Pendant que les petits candidats s'essoufflent sans se faire entendre et pendant que les deux grands non-candidats s'entendent à se faire attendre, Chevènement assure presque à lui seul le spectacle et chauffe la salle en vedette américaine. La coalition hétéroclite de souverainistes qui le porte sur son pavois est d'ores et déjà la nouveauté de ces élections. Qui aurait soupçonné de telles affinités entre le vicomte et le jacobin? Celles-ci n'iront pas jusqu'aux fiançailles publiques. Mais l'argument le plus éculé, et d'ailleurs le plus démenti, de la vie politique française, qui prétend que le clivage gauche-droite est périmé, a trouvé une nouvelle jeunesse.
En bas, chez les moins de 7 % qui se font ainsi piquer leur spectacle, l'humeur est morose, même chez le fringant moustachu Mamère.

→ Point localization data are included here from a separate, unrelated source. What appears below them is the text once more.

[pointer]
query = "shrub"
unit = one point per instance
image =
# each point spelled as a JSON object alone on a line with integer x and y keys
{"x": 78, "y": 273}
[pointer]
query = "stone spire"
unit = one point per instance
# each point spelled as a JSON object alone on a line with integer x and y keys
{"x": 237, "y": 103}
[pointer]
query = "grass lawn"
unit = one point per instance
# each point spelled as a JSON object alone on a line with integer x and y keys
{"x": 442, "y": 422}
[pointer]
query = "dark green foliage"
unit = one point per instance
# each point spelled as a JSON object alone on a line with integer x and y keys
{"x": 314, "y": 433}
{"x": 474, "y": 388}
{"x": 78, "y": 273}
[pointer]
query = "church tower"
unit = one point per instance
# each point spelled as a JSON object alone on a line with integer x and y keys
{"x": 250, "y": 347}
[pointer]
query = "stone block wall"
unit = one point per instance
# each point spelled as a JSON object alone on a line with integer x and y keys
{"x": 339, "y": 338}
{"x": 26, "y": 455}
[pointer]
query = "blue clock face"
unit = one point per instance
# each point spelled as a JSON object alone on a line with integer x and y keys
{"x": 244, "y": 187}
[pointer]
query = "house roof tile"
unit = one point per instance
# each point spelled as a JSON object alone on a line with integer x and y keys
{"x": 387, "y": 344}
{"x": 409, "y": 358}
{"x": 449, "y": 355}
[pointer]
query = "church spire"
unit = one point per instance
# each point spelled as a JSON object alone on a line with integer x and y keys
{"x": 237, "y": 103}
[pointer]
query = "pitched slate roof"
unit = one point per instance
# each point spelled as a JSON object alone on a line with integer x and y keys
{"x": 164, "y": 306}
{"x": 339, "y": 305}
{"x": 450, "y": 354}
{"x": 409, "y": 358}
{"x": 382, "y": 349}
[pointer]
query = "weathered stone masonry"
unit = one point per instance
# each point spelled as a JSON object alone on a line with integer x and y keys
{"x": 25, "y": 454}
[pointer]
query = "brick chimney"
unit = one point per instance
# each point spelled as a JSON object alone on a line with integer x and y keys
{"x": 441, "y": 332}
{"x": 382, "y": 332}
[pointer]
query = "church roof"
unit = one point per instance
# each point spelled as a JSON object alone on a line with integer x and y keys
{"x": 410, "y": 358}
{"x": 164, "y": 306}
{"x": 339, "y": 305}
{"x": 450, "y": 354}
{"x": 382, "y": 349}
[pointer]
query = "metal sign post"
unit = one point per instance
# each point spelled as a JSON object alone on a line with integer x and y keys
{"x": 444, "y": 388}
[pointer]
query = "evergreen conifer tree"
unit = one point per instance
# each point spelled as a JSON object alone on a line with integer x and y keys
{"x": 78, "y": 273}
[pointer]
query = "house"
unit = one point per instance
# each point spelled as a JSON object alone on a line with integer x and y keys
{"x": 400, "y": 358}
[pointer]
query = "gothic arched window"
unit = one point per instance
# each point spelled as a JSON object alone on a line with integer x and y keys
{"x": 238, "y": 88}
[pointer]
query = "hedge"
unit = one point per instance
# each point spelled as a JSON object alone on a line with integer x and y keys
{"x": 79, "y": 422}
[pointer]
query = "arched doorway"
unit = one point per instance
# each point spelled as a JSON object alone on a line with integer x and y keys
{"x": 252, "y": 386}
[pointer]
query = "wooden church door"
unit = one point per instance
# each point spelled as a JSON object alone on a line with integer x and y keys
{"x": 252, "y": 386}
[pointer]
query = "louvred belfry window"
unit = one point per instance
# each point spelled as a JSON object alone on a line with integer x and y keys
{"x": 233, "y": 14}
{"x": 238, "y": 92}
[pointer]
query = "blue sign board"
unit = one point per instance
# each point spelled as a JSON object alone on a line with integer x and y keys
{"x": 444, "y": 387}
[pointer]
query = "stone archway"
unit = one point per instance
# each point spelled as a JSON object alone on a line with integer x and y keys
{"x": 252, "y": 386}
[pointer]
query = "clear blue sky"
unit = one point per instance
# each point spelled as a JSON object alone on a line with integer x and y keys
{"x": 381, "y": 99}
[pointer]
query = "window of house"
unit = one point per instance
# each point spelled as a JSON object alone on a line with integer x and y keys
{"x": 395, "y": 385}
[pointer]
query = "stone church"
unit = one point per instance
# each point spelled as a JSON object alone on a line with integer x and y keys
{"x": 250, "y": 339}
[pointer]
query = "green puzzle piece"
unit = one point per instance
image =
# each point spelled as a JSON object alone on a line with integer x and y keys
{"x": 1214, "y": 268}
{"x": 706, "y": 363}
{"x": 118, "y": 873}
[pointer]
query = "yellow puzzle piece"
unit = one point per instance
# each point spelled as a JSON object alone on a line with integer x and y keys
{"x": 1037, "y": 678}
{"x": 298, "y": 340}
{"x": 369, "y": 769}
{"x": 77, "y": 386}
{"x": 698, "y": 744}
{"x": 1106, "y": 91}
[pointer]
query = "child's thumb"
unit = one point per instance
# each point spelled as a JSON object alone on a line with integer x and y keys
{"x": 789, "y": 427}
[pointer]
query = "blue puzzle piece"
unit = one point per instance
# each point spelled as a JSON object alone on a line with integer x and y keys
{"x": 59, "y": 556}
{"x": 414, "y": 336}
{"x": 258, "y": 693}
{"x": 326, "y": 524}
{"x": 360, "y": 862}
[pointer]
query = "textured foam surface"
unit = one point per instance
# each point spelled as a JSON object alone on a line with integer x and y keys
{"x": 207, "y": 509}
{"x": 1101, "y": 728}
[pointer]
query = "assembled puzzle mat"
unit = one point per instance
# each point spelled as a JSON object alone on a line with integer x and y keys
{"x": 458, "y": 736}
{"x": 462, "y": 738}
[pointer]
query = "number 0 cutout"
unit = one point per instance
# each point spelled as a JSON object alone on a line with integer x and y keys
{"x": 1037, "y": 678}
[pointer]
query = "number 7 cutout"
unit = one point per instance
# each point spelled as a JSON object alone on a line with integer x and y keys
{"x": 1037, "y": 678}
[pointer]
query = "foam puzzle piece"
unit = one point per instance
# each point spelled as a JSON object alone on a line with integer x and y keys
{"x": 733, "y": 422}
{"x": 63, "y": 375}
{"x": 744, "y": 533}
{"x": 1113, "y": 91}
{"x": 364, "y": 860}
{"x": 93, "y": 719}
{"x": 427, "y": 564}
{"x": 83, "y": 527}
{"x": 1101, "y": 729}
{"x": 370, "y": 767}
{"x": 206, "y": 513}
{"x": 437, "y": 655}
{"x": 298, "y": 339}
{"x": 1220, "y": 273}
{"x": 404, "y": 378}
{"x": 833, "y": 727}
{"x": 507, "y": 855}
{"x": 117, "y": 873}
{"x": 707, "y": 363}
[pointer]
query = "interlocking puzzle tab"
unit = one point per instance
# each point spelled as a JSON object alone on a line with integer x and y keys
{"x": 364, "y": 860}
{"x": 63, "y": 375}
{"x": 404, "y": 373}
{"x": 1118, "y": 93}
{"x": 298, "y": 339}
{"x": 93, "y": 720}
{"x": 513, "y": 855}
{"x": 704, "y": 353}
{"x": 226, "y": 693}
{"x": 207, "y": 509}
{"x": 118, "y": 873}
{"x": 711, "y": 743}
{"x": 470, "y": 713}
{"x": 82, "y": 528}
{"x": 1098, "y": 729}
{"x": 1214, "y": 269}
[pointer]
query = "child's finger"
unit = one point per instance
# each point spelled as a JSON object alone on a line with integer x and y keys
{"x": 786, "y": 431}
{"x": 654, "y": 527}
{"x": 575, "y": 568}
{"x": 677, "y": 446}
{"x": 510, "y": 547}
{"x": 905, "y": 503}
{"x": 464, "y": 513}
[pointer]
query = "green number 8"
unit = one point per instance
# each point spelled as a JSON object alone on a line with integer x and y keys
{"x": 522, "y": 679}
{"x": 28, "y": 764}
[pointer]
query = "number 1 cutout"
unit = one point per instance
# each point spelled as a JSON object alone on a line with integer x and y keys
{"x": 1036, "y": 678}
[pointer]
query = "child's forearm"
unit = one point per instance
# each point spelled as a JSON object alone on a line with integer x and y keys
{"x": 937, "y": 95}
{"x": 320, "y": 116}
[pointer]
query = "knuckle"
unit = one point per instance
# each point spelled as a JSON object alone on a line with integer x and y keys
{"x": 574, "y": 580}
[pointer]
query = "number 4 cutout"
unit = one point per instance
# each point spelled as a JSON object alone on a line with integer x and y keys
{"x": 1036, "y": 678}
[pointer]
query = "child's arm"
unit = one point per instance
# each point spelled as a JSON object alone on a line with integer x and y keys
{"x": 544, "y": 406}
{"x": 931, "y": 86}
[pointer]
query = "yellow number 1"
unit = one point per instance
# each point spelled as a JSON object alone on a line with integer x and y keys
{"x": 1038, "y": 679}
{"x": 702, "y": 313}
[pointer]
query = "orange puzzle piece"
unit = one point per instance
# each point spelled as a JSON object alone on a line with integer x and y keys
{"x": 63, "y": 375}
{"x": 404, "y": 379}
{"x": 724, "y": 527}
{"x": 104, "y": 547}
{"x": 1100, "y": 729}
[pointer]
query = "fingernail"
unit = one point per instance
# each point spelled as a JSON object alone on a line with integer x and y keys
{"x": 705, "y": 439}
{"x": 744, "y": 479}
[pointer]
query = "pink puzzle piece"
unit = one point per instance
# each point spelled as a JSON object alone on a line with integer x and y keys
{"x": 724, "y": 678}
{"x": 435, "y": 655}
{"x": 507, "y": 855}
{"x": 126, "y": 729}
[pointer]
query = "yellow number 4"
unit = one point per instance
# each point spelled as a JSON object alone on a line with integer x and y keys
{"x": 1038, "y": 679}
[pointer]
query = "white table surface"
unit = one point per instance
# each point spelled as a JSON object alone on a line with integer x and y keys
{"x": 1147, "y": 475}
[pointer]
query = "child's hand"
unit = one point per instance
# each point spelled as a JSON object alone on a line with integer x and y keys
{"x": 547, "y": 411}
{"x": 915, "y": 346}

Il n'en est pas un parmi eux qui puisse se dire content des scores que leur accordent les sondages, à l'exception peut-être de l'immarcescible Arlette. Vers le haut, l'homme de Belfort provoque des effets opposés sur les deux rives de la Seine. Si Matignon la joue impavide, l'Elysée grince des mâchoires.
Cela fait maintenant presque un mois que le doute a instillé le camp chiraquien et qu'il y perdure malgré force réunions d'état-major. Chirac, qui est arrivé à l'Elysée après une longue, solitaire mais virtuose campagne électorale, choisit une stratégie inverse, se réserve pour le sprint avec sans doute de bonnes raisons. Mais celles-ci, manifestement, ne convainquent pas ses meilleurs amis.